NIMH » The NIMH Director’s Innovation Speaker Series: Diagnosing Resilience: A Multisystemic Model for Positive Development in Stressed Environments

The NIMH Director’s Innovation Speaker Series: Diagnosing Resilience: A Multisystemic Model for Positive Development in Stressed Environments

Date/Time:

Location: Neuroscience Center
Conference Rooms C&D
6001 Executive Boulevard
Bethesda, MD WebEx

Picture of Doctor Michael Ungar On January 7, 2020, Dr. Michael Ungar will present “Diagnosing Resilience: A Multisystemic Model for Positive Development in Stressed Environments,” as part of the National Institute of Mental Health (NIMH) Director’s Innovation Speaker Series.

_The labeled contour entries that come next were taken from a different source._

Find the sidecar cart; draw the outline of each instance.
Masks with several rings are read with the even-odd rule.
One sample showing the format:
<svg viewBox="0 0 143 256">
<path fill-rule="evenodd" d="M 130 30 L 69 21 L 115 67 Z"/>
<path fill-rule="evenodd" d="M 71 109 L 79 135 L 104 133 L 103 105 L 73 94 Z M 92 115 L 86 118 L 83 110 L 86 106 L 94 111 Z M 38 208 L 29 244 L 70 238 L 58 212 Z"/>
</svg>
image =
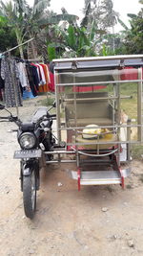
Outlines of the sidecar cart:
<svg viewBox="0 0 143 256">
<path fill-rule="evenodd" d="M 57 155 L 47 163 L 74 163 L 71 176 L 78 190 L 81 185 L 124 188 L 131 173 L 131 145 L 142 142 L 143 56 L 53 63 L 59 149 L 46 152 Z M 72 159 L 64 159 L 66 154 Z"/>
</svg>

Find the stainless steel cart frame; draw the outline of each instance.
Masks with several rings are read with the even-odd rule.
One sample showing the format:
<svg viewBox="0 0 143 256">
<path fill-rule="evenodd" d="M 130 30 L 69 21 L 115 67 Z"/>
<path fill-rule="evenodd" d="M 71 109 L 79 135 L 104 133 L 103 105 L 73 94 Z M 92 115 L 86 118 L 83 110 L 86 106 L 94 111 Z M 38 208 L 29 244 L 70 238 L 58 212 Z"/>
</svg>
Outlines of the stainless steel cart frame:
<svg viewBox="0 0 143 256">
<path fill-rule="evenodd" d="M 50 163 L 74 163 L 71 175 L 77 179 L 78 190 L 80 185 L 124 188 L 124 178 L 131 173 L 131 145 L 141 144 L 143 137 L 143 55 L 54 59 L 53 63 L 57 146 L 46 153 L 57 157 Z M 133 87 L 134 95 L 125 95 Z M 122 110 L 133 97 L 135 119 L 128 115 L 127 106 Z M 85 139 L 85 128 L 92 130 L 92 125 L 101 132 Z M 136 130 L 134 138 L 132 129 Z"/>
</svg>

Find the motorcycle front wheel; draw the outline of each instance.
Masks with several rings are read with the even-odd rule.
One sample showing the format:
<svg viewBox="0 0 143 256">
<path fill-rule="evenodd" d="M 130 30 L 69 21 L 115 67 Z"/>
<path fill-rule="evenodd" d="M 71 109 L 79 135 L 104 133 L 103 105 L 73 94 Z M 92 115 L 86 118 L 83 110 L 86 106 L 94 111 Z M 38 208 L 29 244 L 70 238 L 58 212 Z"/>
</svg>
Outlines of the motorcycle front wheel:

Using examples from his research and clinical practice, Dr. Ungar will explore the nature of young people’s patterns of resilience in contexts where children and adolescents are affected by social marginalization, migration, violence, and mental disorder. His work is demonstrating that resilience can be assessed with sensitivity to culture and context, identifying factors that are most likely to have the greatest impact on behavioral outcomes at different levels of risk exposure. Dr. Ungar’s program of research provides support for an ecological, culturally sensitive interpretation of what resilience means to young people who experience extreme forms of adversity.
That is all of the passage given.